The main theorem in Chapter 11 of "Topology and Groupoids" is that if the group $G$ acts properly and discontinuously on a Hausdorff space $X$ which admits a universal cover, then the fundamental groupoid of the orbit space $X/G$ is isomorphic to the orbit groupoid $\pi_1(X)/\!/G$. (Any improvement suggested? The key point is that if a group acts on a space $X$ then it also acts on the fundamental groupoid $\pi_1 (X)$, so that the orbit groupoid is defined by an obvious universal property.) The proof goes by verifying the appropriate universal property. The problem of calculating this orbit groupoid is also dealt with there. As an example, the fundamental group of the symmetric square of a space is calculated. See also arXiv:math/0212271 for an account of some of this Chapter.
A basic paper on orbit groupoids is
J. Taylor, "Quotients of groupoids by the action of a group", Math. Proc. Camb. Phil. Soc., 103, (1988) 239-249.

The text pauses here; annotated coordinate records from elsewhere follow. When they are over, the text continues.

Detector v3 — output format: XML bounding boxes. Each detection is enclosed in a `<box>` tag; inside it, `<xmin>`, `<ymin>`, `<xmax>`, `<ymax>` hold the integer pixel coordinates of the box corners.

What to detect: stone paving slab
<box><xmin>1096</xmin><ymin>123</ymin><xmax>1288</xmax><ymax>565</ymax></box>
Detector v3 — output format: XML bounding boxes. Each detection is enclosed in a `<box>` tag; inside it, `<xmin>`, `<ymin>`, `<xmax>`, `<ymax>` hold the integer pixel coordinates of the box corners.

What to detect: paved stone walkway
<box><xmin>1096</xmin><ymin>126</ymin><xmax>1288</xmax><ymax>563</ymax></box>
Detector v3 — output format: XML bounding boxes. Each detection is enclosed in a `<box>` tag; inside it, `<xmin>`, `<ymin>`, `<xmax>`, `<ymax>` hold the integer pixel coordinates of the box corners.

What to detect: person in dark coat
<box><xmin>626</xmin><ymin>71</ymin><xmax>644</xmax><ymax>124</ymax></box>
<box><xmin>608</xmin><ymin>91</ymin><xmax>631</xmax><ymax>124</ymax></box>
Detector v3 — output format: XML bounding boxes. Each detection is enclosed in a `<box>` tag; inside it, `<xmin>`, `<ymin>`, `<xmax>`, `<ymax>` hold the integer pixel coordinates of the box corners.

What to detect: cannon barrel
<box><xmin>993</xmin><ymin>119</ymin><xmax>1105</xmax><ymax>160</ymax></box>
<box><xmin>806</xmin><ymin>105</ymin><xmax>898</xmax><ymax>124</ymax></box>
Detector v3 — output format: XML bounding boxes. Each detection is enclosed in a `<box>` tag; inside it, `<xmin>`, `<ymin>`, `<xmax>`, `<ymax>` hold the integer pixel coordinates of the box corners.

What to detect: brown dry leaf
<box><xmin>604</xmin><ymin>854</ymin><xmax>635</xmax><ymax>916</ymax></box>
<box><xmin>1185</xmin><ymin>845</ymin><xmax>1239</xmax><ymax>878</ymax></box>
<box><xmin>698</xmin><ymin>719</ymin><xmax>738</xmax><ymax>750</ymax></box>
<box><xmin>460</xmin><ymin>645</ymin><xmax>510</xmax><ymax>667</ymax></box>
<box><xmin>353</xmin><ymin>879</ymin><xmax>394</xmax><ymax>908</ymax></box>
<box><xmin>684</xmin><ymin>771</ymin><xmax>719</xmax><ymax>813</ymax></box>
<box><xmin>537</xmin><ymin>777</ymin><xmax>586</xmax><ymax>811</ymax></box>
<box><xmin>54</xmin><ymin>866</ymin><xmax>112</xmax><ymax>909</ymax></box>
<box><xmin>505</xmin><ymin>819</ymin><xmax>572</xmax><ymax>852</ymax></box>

Later: I should also mention the earlier work, but not using the language of groupoids, of M.A. Armstrong, in two papers:
"Lifting homotopies through fixed points", Proc. Roy. Soc. Edinburgh A93 (1982) 123--128. Also II 96 (1984) 201--205.
Ross Geoghegan in his review in MathSciNet of the second paper in 1986 writes: "These two papers show which parts of elementary covering space theory carry over from the free to the nonfree case. This is the kind of basic material that ought to have been in standard textbooks on fundamental groups for the last fifty years."